James Hyman is pleased to present an exhibition of black and white photographs from the 1940s to the present that reflect a range of responses to English society.

The exhibition explores constructions of Englishness, from eccentric to conformist, aristocrat to working class, northern and southern, black and white, old and young, work and leisure, rural and urban. Covering a spectrum from playful and quirky to dark and serious, from compassionate and empathic to detached and even satirical, these photographs not only help to define a country but also to forge a national photographic culture.

The exhibition takes as its starting point vintage prints from Bert Hardy’s photographic assignments for Picture Post Magazine in the 1940s that address the unchanging patterns of life in the much-changed landscape Elephant and Castle area of London after the war.

This is followed by vintage prints from the 1950s by Roger Mayne, that present the vitality of street life, specifically that of Southam Street in north Kensington. The humanism that informs the work of Hardy and Mayne is followed by the more idiosyncratic vision of Tony Ray-Jones, whose view of quintessential British leisure and pastimes is more playful. The exhibition also includes work by Sirkka-Liisa Konttinen from her most famous series Byker, charting life around her home in Newcastle.

This aesthetic is developed in the work of subsequent photographers. Homer Sykes’s celebrated book, Once a Year (1977) depicts mysterious local folk customs, endless rain fills Martin Parr’s pictures of ‘Bad Weather’, and curious incidents pervade Mark Power’s Shipping Forecast.
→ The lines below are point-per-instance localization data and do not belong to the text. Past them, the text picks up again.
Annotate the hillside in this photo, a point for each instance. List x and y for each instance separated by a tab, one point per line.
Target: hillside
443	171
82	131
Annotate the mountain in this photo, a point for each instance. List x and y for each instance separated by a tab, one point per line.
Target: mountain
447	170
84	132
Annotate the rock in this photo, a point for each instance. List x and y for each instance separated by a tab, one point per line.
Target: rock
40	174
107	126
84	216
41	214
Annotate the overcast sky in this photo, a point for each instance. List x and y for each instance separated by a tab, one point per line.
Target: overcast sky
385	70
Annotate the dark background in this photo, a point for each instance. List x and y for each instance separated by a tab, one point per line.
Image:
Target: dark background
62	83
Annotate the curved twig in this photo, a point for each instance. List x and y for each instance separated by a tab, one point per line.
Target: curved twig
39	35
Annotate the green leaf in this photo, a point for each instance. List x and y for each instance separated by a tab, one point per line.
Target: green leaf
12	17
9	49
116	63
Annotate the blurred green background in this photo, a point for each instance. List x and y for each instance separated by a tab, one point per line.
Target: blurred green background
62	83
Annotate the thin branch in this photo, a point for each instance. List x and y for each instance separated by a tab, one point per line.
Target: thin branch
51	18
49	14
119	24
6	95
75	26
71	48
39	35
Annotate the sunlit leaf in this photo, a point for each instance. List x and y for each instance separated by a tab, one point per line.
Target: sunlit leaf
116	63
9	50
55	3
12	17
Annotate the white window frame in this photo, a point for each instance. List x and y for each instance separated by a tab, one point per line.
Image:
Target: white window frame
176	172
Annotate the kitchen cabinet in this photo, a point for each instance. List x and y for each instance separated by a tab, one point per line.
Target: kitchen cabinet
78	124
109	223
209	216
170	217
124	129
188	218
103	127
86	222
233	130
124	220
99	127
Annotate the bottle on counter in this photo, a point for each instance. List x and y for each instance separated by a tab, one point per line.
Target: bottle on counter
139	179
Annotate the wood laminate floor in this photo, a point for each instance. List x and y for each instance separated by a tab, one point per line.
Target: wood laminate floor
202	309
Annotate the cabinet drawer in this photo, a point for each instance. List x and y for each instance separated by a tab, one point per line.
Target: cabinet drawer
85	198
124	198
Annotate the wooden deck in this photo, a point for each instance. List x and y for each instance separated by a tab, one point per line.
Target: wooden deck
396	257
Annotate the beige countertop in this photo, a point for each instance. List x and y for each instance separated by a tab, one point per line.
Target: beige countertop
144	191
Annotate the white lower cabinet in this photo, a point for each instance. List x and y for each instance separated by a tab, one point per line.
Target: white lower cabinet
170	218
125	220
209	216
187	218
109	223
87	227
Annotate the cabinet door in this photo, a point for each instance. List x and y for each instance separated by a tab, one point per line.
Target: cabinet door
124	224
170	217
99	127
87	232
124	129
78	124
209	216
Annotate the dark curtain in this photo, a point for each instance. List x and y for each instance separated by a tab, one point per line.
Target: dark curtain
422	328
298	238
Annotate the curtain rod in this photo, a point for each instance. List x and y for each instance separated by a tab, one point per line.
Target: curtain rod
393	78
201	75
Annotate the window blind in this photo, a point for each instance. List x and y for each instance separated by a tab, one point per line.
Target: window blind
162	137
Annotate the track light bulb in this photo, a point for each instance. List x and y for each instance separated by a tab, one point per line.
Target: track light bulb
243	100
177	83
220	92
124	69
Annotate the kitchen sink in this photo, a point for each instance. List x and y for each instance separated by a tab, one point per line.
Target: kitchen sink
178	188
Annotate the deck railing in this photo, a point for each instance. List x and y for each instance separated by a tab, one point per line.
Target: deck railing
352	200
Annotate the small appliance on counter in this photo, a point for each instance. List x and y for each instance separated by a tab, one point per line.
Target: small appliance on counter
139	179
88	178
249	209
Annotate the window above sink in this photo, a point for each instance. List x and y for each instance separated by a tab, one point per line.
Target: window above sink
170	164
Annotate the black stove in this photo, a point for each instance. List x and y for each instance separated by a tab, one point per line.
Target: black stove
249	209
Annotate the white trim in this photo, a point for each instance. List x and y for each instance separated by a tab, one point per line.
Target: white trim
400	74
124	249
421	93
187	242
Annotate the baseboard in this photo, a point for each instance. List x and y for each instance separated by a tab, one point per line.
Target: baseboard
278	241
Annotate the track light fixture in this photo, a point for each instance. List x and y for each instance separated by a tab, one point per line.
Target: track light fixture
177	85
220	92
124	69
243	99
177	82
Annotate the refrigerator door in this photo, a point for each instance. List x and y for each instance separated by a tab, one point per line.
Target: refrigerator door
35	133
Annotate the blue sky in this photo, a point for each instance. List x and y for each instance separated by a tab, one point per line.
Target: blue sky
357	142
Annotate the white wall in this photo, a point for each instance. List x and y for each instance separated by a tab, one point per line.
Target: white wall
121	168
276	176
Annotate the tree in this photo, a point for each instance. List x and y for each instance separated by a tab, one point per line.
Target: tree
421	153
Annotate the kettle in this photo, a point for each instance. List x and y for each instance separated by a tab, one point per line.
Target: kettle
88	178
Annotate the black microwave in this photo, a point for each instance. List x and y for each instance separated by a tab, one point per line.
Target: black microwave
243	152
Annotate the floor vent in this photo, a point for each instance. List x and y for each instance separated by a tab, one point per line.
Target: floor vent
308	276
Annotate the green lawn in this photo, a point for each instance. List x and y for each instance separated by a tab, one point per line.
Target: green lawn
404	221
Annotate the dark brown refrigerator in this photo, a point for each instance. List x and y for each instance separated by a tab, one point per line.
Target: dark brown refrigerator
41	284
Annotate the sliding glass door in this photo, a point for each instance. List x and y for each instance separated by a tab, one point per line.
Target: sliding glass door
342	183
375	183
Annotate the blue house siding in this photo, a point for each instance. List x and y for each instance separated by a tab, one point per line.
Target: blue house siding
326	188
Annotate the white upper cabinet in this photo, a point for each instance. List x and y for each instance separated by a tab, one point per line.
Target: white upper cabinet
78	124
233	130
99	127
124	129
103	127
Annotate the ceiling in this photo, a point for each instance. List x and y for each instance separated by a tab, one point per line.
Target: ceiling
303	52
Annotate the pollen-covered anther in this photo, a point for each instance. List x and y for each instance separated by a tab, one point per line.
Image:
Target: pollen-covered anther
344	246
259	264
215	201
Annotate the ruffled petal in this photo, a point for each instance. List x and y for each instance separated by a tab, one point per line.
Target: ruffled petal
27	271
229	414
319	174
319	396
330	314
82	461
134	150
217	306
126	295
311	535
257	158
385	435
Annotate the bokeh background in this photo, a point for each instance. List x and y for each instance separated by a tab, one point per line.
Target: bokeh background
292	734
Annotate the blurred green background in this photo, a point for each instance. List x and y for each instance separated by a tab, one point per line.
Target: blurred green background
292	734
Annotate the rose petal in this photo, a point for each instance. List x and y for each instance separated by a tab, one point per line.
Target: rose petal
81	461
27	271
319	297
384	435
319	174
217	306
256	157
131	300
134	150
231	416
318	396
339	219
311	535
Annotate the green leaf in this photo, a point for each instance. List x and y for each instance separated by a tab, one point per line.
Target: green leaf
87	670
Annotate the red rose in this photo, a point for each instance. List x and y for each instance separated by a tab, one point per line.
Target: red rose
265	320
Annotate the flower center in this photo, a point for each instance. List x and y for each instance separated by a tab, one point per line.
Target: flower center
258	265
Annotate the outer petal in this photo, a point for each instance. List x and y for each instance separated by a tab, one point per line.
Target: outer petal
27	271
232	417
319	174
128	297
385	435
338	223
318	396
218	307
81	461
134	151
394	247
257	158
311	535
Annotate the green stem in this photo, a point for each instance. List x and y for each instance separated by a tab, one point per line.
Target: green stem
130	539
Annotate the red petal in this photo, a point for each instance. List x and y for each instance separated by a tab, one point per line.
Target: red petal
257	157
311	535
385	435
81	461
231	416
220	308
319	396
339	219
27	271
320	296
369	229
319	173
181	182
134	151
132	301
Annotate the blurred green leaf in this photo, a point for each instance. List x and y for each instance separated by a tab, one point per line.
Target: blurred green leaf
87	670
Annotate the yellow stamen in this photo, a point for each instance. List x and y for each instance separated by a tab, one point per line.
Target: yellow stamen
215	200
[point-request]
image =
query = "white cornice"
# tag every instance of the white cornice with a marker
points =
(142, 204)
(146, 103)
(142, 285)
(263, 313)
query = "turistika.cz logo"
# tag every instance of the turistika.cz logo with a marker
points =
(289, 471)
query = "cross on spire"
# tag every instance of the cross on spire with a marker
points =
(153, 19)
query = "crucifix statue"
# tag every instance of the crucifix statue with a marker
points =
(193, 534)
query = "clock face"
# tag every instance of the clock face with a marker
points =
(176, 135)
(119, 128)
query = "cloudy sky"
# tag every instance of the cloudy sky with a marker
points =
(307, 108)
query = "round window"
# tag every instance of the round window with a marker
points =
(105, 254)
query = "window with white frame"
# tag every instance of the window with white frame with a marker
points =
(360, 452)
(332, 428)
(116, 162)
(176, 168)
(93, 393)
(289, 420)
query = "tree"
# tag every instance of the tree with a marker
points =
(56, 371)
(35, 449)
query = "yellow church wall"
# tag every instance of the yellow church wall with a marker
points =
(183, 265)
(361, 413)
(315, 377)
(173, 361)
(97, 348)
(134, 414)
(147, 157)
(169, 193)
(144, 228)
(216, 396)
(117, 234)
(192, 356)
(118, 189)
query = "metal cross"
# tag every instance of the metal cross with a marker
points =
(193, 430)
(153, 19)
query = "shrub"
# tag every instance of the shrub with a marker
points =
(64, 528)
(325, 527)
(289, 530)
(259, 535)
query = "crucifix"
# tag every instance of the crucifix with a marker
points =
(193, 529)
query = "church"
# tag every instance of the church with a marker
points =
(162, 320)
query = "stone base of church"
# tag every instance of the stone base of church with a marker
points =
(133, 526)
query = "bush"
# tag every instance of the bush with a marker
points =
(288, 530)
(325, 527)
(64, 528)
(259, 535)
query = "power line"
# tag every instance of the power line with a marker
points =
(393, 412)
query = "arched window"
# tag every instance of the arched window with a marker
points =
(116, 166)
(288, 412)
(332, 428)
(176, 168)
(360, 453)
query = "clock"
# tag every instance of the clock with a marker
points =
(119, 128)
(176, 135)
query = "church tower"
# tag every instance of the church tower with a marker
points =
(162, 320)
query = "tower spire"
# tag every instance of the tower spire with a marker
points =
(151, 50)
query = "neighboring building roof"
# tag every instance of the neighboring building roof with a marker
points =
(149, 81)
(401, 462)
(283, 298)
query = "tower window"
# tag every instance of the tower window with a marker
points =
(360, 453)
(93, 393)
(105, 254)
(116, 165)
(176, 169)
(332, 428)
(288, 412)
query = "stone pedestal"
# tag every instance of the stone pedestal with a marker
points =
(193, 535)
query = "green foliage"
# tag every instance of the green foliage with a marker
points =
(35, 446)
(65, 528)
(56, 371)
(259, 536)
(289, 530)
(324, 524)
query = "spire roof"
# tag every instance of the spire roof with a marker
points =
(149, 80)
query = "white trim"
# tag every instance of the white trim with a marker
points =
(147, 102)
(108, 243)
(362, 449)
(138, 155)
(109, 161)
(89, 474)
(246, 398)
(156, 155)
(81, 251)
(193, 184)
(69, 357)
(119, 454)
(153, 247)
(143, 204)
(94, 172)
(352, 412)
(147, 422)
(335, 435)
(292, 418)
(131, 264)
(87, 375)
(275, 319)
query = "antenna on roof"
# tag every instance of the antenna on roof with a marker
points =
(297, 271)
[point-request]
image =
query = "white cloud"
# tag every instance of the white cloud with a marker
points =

Anna Fox, too, focuses on English social events that, different to the work of Homer Sykes, often appear strikingly mundane.

By way of contrast, an eye for detail and anecdote are given a more overtly socio-political dimension in prints from Colin Jones Black House from the 1970s, a striking image from Christ Killip’s series exploring northeast England in the 1980s, and Ken Grant’s more recent depiction of Liverpool.